Confesso que em certas situações, quando fui alvo de alguma discriminação (felizmente muitíssimo poucas), a minha vontade era, à boa maneira de uma “tuga” da Margem Sul com veia nortenha num acesso de frustração, armar um escândalo até que a situação se resolvesse. No entanto, o que fiz foi respirar fundo, dormir no assunto e voltar a tentar noutra altura. Resultou 100% das vezes.

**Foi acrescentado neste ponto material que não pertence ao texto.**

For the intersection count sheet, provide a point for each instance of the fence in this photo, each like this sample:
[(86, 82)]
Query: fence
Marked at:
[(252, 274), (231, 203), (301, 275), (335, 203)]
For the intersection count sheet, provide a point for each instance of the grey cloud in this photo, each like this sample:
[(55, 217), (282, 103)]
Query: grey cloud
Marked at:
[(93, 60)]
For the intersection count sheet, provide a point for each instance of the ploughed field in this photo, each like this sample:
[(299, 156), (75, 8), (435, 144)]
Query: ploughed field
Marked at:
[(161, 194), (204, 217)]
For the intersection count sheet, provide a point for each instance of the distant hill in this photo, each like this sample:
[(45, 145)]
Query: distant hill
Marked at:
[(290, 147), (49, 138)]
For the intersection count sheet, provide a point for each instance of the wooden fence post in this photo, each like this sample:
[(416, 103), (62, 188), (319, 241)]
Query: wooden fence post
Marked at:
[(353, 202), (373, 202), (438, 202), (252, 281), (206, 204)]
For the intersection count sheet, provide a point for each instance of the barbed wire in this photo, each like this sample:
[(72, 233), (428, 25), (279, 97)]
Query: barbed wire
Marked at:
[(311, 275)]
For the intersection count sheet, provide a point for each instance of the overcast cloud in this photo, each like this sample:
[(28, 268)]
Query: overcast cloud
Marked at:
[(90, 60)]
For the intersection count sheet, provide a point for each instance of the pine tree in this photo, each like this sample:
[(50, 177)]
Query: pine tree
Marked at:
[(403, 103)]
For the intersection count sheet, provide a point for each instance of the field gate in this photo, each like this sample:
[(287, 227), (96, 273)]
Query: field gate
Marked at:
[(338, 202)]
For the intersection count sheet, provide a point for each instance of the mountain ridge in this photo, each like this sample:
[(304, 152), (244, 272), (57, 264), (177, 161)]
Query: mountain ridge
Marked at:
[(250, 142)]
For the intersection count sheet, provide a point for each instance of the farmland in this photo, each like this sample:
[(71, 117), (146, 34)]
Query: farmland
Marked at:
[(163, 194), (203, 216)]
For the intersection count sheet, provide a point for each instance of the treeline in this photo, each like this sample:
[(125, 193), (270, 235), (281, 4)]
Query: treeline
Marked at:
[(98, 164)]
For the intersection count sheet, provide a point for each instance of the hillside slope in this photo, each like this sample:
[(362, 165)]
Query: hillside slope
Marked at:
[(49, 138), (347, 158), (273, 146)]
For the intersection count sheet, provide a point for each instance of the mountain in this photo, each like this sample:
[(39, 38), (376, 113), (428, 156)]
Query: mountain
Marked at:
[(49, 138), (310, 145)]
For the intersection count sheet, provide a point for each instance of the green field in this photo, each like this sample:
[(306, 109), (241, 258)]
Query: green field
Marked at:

Claro está que o gaijin card pode ser aplicado a qualquer estrangeiro em qualquer país. Mas no caso do Japão em particular, onde as pessoas têm o receio de “perder a face”, ou seja, de dizer ou fazer algo que possa ser considerado errado e causar dissabores a outras pessoas, é bastante fácil tirar proveito do estatuto de estrangeiro. Resumindo, há certas alturas em que sermos estrangeiros nos torna a vida facilitada, mas se usarmos sempre essa desculpa para que tudo nos corra bem, especialmente se estivermos no Japão por um período longo, essa atitude fará com que nunca nos adaptemos. Além de que, se estivermos sempre à espera que façam tudo por nós, não há maneira de crescermos.